New Telegraph

Fitch downgrades Nigeria to B

Citing continued deterioration in government debt servicing costs and external liquidity, global credit rating agency, Fitch Ratings, has downgraded Nigeria’s long-term foreign-currency Issuer Default Rating (IDR) to ‘B-‘ from ‘B’, saying the outlook is stable. With this development, the agency now rates Nigeria six notches above default and on par with Ecuador and Angola. In a statement it released yesterday, Fitch said: “The downgrade to ‘B-‘reflects continued deterioration in Nigeria’s government debt servicing costs and external liquidity despite high oil prices in 2022.” The agency added: “Low oil production and the expensive subsidy on petrol have consumed most of the fiscal benefit of high oil prices in 2022 and will continue to stress already low government revenue levels. “If implemented, subsidy reduction in 2023 would benefit public finances, but constrained oil production and structurally low domestic non-oil revenue mobilisation will limit potential gains.”

Fitch said it expects that the implicit subsidy on petrol will cost the government approximately N5 trillion (2.4 per cent of GDP) in foregone revenue from the Nigerian National Petroleum Company in 2022, which will contribute to a widening of the general government (GG) fiscal deficit to 6.1 percent of GDP.

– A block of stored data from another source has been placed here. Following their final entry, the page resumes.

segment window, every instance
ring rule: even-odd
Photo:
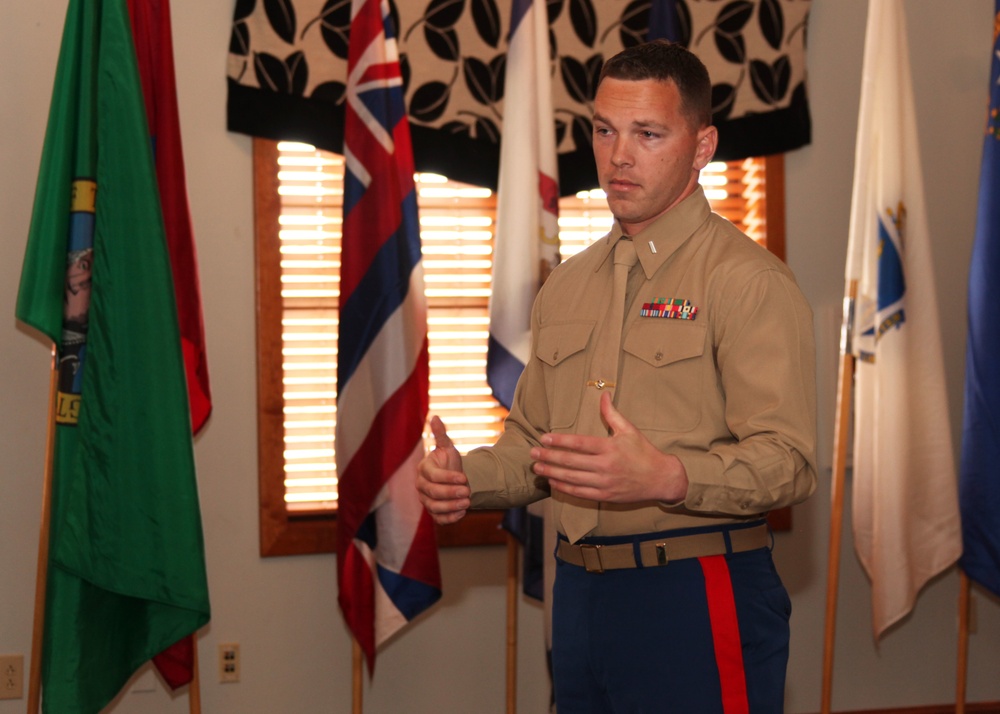
[[[704,172],[713,207],[783,257],[780,157]],[[303,144],[254,140],[258,456],[262,555],[335,550],[336,329],[342,160]],[[495,196],[418,175],[428,298],[431,412],[463,452],[492,443],[505,411],[486,384]],[[564,257],[604,235],[600,192],[560,201]],[[498,512],[439,528],[441,545],[502,543]]]

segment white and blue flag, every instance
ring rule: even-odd
[[[958,559],[961,539],[900,0],[871,0],[866,32],[846,279],[857,282],[854,545],[878,638]]]
[[[486,379],[508,409],[531,348],[531,306],[559,263],[559,177],[545,3],[513,0],[504,86]]]

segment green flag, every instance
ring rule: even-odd
[[[70,0],[17,299],[58,347],[43,710],[208,622],[170,262],[125,0]]]

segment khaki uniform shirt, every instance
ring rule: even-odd
[[[532,356],[504,434],[463,459],[473,508],[549,495],[529,450],[543,433],[573,433],[586,382],[604,376],[591,375],[590,362],[621,235],[616,222],[539,292]],[[599,504],[591,535],[738,522],[805,499],[816,487],[815,347],[812,313],[791,271],[712,213],[700,189],[633,238],[639,263],[615,403],[681,460],[689,485],[679,504]],[[661,299],[687,301],[693,319],[653,316]],[[559,494],[554,501],[558,523]]]

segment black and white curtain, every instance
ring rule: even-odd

“The foregone revenue stems from the spread between the regulated pump price of petrol, which has averaged N190 per litre, and the import cost, which has averaged above N300 per litre. “The Petroleum Industry Act 2021 contains language mandating a move to a market price for refined fuel products, but plans to phase out the subsidy in 2022 were pushed back owing to higher global oil prices. “In 2023, our base case scenario sees a gradual narrowing of the spread between the pump price and true market price of petrol, which is in line with the government’s proposed 2023 budget.

“However, we expect a longer timeframe for completely phasing out the subsidy, and therefore a higher level of foregone revenue,” the agency said. It predicted that a new administration would likely introduce a supplemental budget next year. “Although the subsidy reform has broad-based political support, Fitch considers that there will likely be public pressure to continue the fuel subsidy. “Lower subsidy costs and a marginal improvement in oil production, will narrow the GG fiscal deficit, but we expect this to remain above 5 percent of GDP in 2023,” the statement said. Fitch forecasts Nigeria’s General Government (GG) debt to increase to 34 per cent of GDP by end-2022. “This includes the Federal Government’s overdraft with the Central Bank of Nigeria. It said: “Nigeria’s debt stock is low compared with the forecast 2022 ‘B’ median of 57.6 per cent of GDP.

“However, its debt servicing metrics are among the highest for Fitch-rated sovereigns. “We forecast government debt/revenue to increase to 580 percent in 2022 and interest/revenue to reach 47.7 per cent, compared with the current ‘B’ medians of 282 per cent and 10.8 per cent, respectively. “Both ratios will remain at broadly the same levels in 2023 before falling slightly in 2024. “At the central government level, Nigeria’s debt metrics are made worse because the FGN holds a higher percentage of GG debt relative to its share of GG revenue. “Interest payments reached 108 percent of FGN revenues in 1H22.”